Mitochondria convert the food you eat into a chemical fuel called ATP that powers nearly every process in your cells. But energy production is only part of the story. These organelles also help control cell death, regulate calcium signaling, produce heat, and synthesize essential molecules like steroid hormones. A typical human cell contains hundreds to thousands of mitochondria, and cells with high energy demands pack in far more.
How Mitochondria Produce Energy
Most of the usable energy your body extracts from carbohydrates and fats comes from a process called oxidative phosphorylation, which happens inside mitochondria. The process works in stages. First, nutrients are broken down into smaller molecules through digestion and initial processing in the cell. These reactions produce electron-carrying molecules that deliver their cargo to the inner mitochondrial membrane, where the real energy extraction begins.

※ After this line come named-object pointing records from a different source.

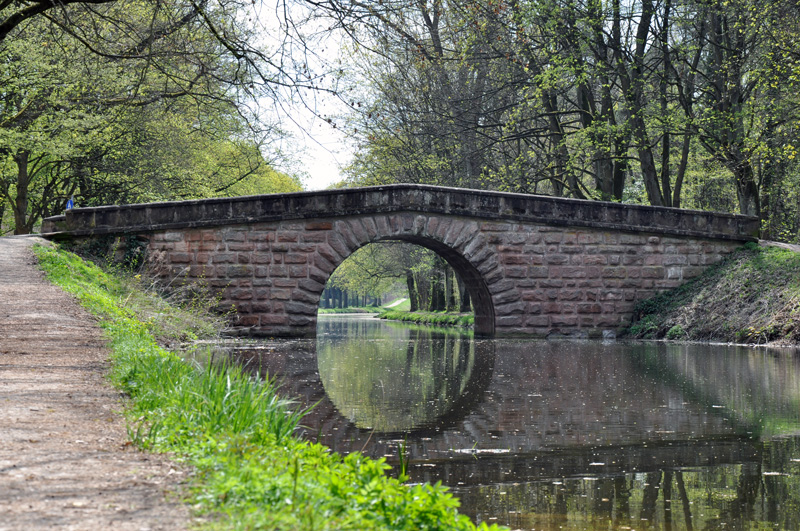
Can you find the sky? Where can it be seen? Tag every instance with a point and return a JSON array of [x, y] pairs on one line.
[[317, 150], [324, 151]]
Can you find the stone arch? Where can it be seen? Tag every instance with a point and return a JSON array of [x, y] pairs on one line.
[[456, 240]]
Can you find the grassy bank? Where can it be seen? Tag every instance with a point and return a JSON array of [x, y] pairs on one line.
[[359, 309], [753, 296], [429, 318], [251, 471]]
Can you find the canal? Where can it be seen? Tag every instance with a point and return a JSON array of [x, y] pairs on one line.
[[557, 434]]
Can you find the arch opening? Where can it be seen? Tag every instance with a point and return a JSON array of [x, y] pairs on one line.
[[451, 281]]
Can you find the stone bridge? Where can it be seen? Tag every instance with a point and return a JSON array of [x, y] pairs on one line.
[[533, 265]]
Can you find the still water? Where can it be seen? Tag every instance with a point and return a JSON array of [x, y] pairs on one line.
[[558, 435]]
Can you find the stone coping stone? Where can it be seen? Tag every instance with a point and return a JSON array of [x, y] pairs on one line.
[[397, 198]]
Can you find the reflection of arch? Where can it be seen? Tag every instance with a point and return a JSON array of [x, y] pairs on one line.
[[421, 382], [458, 242]]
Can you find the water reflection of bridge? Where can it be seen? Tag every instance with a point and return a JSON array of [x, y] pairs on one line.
[[545, 409]]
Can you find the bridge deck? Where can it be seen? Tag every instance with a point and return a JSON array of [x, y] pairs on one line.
[[475, 204]]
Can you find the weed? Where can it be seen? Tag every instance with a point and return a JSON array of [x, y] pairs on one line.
[[676, 332], [252, 471]]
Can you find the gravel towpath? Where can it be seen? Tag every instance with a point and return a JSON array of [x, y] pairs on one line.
[[65, 462]]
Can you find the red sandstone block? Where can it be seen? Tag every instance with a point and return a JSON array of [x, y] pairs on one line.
[[653, 272], [691, 272], [590, 238], [571, 295], [509, 320], [505, 248], [240, 247], [538, 272], [248, 320], [564, 320], [243, 307], [173, 236], [675, 259], [238, 270], [196, 271], [516, 272], [319, 225], [242, 294], [612, 295], [634, 272], [492, 226], [280, 294], [234, 235], [569, 238], [272, 319], [506, 297], [556, 259], [614, 272], [538, 321], [551, 307], [533, 295], [296, 258], [573, 272], [223, 258], [298, 271], [674, 273], [260, 236], [287, 237], [653, 249], [570, 249], [595, 260], [553, 237], [631, 239]]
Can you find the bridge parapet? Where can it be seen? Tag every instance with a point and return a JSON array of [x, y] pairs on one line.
[[534, 265], [475, 204]]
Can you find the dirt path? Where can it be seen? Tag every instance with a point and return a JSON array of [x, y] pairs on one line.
[[64, 459]]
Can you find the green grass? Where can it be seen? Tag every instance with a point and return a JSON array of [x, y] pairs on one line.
[[251, 471], [432, 318], [359, 309], [753, 296]]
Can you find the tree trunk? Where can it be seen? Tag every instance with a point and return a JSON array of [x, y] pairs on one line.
[[747, 190], [412, 291], [466, 304], [20, 206], [449, 291]]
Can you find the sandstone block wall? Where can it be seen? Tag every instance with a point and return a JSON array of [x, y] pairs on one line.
[[527, 279]]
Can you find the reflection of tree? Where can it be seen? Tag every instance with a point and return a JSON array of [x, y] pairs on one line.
[[393, 386], [761, 492]]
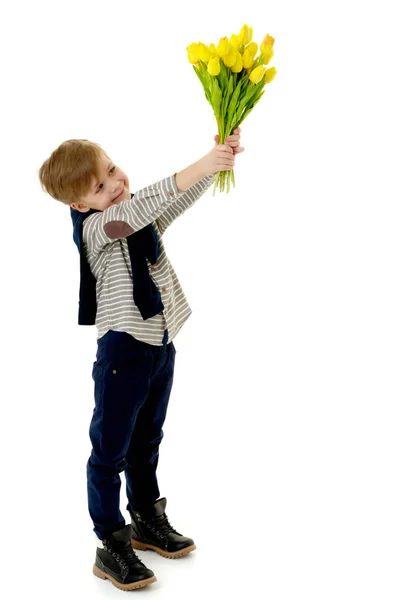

The inner membrane houses a series of protein complexes that form an electron transport chain. Electrons pass through four of these complexes in sequence, and at each step, the energy released is used to pump protons (hydrogen ions) from one side of the membrane to the other. This creates a buildup of protons, like water behind a dam. A fifth protein complex then lets those protons flow back through, and the force of that flow drives the assembly of ATP from simpler precursors. Oxygen waits at the end of the chain to accept the spent electrons, combining with protons to form water. This is why you need to breathe: without oxygen as the final electron acceptor, the whole chain stalls.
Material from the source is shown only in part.